Published: Wed 7 Jun 2006 10:35 AM
Planning for Agricultural Database Ignores the Patently Obvious
A new database designed to help avoid any costly mistakes from releasing "harmful technologies" risks ignoring existing evidence and ' losing sight of the wood for the trees'.
AgResearch, HortResearch and the Institute of Environmental Science and Research are putting together a computer data base to help model risk assessment scenarios and to try and predict how GE will act.
In 2005 Drs Weaver and Morris published a comprehensive bibliography with hundreds of articles highlighting the safety and pollution concerns relating to the release of GE from reliable scientific sources. We already have enough credible research on the harmful effects of GE to signal it is time to restore the moratorium on environmental GE release.
"Four and an half million taxpayers dollars is a lot of money for GE proponents to support their bias and build a computer programme with pretty pictures that could give us a rule of thumb on what might happen," says Claire Bleakley of GE Free (NZ) in food and environment.
"It looks like a waste of money when we need scarce R money to go to genuinely needed GE research into HGT, health and environmental effects, and the development of diagnostic tools for detection of GE. How can they spend this money when they claim the do not have funds for evaluating containment sites that are already polluting our environment with GE organisms".
The much-needed evaluations of failed field trials already carried out in New Zealand are conspicuously missing from the plan. The research will have little New Zealand data on the failed trial on thousands of GE sheep created but then destroyed by PPL, because there was no data gathered on the environmental or health effects, changes in soil, or HGT, even though it was sought ten years ago.
New Zealand has allowed GE animals to roam 500 acres, yet the safety parameters around the long term contamination of the site are conspicuously absent.

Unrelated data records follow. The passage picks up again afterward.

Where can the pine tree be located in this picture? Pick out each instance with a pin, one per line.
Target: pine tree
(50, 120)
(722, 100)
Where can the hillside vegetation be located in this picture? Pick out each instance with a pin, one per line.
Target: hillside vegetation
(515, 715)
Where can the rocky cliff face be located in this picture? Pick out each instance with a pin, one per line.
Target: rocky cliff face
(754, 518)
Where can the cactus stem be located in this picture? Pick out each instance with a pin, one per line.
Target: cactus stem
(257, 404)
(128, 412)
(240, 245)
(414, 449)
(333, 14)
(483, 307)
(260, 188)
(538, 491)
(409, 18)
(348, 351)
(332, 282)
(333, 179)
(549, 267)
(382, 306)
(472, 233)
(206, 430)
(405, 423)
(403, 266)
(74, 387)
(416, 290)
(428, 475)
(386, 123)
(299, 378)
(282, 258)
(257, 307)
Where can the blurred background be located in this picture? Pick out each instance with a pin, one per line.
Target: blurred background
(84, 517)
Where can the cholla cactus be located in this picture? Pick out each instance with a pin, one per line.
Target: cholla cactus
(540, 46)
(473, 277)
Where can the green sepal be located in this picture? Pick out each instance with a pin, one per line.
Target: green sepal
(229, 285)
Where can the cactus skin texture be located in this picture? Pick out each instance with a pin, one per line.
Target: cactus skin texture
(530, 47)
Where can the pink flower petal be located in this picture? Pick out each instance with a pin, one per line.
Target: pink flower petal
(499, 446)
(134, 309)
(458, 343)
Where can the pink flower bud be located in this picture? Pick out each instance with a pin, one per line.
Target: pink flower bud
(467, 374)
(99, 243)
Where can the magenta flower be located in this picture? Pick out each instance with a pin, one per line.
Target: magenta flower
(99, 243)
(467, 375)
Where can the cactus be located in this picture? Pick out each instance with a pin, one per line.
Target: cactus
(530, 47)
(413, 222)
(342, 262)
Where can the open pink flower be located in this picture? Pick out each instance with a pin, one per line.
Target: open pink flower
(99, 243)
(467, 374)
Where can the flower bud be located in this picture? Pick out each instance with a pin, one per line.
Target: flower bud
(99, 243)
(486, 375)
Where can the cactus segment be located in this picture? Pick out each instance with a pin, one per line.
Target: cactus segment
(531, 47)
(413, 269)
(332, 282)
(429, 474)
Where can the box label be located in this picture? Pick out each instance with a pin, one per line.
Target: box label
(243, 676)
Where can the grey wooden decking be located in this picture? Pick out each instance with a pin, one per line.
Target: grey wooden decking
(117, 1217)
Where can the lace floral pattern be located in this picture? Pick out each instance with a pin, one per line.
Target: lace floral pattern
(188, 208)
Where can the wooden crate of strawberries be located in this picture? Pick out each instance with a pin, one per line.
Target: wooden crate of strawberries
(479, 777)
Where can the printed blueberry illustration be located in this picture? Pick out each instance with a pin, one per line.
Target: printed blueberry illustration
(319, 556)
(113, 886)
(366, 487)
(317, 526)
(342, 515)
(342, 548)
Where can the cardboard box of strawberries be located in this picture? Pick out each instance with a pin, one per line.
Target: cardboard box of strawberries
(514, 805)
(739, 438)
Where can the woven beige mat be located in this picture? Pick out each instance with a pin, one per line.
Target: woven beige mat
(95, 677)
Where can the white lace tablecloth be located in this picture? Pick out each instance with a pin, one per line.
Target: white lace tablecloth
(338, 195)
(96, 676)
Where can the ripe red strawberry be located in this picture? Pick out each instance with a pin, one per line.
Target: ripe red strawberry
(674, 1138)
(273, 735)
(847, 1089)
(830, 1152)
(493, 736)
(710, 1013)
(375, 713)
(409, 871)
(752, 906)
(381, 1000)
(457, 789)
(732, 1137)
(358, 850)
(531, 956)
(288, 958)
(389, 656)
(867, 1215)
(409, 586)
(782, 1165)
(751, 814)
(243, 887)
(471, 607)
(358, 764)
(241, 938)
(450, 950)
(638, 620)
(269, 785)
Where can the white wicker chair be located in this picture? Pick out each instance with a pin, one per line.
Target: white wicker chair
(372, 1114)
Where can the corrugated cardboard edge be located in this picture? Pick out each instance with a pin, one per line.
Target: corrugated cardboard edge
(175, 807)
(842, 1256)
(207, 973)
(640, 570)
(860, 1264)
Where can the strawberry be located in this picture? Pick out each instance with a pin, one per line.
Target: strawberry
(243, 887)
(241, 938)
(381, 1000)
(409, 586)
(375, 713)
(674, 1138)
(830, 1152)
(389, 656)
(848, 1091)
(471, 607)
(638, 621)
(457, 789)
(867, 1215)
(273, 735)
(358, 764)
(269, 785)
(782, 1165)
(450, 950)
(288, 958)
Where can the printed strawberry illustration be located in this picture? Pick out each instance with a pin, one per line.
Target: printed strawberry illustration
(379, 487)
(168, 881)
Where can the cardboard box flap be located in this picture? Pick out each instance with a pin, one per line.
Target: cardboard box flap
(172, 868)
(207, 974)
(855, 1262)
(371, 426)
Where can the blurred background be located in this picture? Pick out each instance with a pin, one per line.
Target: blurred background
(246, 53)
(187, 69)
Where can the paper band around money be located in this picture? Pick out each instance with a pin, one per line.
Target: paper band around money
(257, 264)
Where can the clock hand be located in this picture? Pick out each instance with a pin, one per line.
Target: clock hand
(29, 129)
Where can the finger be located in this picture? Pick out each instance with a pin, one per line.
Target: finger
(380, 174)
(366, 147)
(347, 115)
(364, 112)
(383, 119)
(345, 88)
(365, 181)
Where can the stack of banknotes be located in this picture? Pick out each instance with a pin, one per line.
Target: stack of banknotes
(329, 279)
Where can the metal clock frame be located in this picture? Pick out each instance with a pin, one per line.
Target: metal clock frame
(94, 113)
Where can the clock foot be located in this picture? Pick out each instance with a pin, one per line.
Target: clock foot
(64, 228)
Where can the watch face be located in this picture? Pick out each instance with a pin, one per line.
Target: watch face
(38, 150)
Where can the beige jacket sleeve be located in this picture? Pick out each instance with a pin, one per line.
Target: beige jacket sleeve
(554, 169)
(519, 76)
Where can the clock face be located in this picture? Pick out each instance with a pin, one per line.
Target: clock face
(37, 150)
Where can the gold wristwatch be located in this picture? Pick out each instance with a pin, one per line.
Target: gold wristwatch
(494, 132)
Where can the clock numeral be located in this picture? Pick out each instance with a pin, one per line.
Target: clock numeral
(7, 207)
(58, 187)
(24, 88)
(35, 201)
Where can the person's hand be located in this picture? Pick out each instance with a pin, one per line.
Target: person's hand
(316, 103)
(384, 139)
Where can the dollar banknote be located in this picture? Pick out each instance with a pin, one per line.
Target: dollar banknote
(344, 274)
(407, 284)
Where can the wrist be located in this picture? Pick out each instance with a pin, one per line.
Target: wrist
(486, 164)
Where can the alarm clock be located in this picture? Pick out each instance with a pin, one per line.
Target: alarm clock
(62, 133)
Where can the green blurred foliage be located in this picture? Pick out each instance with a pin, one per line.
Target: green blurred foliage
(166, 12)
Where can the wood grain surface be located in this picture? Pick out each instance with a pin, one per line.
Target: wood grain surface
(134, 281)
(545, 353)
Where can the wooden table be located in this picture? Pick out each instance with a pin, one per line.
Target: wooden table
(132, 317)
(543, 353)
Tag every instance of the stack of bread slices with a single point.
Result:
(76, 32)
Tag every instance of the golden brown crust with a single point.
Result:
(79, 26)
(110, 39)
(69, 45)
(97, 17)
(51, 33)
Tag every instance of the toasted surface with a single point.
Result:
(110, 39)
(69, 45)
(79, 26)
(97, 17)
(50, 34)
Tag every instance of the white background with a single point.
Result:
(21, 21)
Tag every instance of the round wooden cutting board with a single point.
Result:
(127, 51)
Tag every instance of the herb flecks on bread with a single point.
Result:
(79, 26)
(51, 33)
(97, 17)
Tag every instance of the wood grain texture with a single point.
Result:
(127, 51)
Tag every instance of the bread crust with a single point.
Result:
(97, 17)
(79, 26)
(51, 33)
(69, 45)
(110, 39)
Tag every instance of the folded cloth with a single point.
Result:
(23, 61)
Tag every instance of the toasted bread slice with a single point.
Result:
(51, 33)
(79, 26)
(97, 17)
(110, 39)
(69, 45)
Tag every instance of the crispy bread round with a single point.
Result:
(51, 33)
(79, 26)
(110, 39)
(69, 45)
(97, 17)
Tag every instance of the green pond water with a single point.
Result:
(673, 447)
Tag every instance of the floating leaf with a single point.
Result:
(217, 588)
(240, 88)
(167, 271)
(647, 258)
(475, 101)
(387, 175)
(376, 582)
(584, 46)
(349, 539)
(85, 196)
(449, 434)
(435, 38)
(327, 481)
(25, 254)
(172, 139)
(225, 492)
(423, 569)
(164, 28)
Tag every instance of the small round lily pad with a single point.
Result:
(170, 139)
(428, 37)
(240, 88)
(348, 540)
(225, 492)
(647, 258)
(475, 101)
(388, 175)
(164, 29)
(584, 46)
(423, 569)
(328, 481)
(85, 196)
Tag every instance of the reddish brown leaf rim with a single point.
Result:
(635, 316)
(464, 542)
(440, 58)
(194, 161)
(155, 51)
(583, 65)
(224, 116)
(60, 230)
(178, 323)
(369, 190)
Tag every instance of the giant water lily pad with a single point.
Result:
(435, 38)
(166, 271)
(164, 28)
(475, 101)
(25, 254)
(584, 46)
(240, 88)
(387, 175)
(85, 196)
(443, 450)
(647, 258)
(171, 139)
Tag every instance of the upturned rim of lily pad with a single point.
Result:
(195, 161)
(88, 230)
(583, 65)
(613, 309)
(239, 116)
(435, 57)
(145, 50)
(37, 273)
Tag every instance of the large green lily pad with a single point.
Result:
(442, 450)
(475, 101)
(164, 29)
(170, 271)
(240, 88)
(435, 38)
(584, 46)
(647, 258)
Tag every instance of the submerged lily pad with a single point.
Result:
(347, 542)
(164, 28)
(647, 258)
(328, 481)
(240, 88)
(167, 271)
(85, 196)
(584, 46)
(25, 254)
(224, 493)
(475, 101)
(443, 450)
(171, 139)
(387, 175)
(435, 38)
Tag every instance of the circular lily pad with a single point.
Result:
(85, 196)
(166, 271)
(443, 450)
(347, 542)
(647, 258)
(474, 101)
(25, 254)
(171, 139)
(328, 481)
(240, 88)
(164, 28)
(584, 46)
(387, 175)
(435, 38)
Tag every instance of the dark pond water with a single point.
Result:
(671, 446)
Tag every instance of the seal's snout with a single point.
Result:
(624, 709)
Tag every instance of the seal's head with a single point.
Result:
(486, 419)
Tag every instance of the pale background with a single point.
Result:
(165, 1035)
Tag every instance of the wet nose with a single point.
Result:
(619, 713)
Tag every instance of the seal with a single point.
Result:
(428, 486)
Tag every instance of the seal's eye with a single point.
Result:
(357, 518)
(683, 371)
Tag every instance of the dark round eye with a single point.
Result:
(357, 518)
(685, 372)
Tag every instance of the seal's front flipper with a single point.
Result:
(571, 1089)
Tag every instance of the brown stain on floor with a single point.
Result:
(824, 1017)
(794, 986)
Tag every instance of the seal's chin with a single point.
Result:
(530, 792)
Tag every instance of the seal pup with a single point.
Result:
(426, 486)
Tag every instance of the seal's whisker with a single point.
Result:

The GE Pine tree experiment mentioned in the Crown Research Institutes' plans has had a major set back in the fact that the GE Norway Spruce trees (Picea abies) were stunted and diseased and the experiment was been disposed of by auto claving. How will this be evaluated, or is the plan to ignore such data?
In America GE pollution is already rife and nearly all processed food is likely to have low level contamination.
"We need to ask our selves 'Do we want this scenario in New Zealand?'" says Ms Bleakley.
"Official surveys show most New Zealanders agree that GE is definitely not the way to go. We already have good resistant seed and animal stock through years of quality breeding. We must keep focused on the traditional ways of production to secure our export markets and a clean-green future."
ENDS:
References:
GM research project targets cost and safety, NZ HERALD, Monday May 29, 2006, By Stephen Ward
Weaver S. & Morris M., (2005) Risks associated with Genetic Modification: an annotated bibliography of peer reviewed natural science publications. Journal of Agricultural and Environmental Ethics,18: 157-189).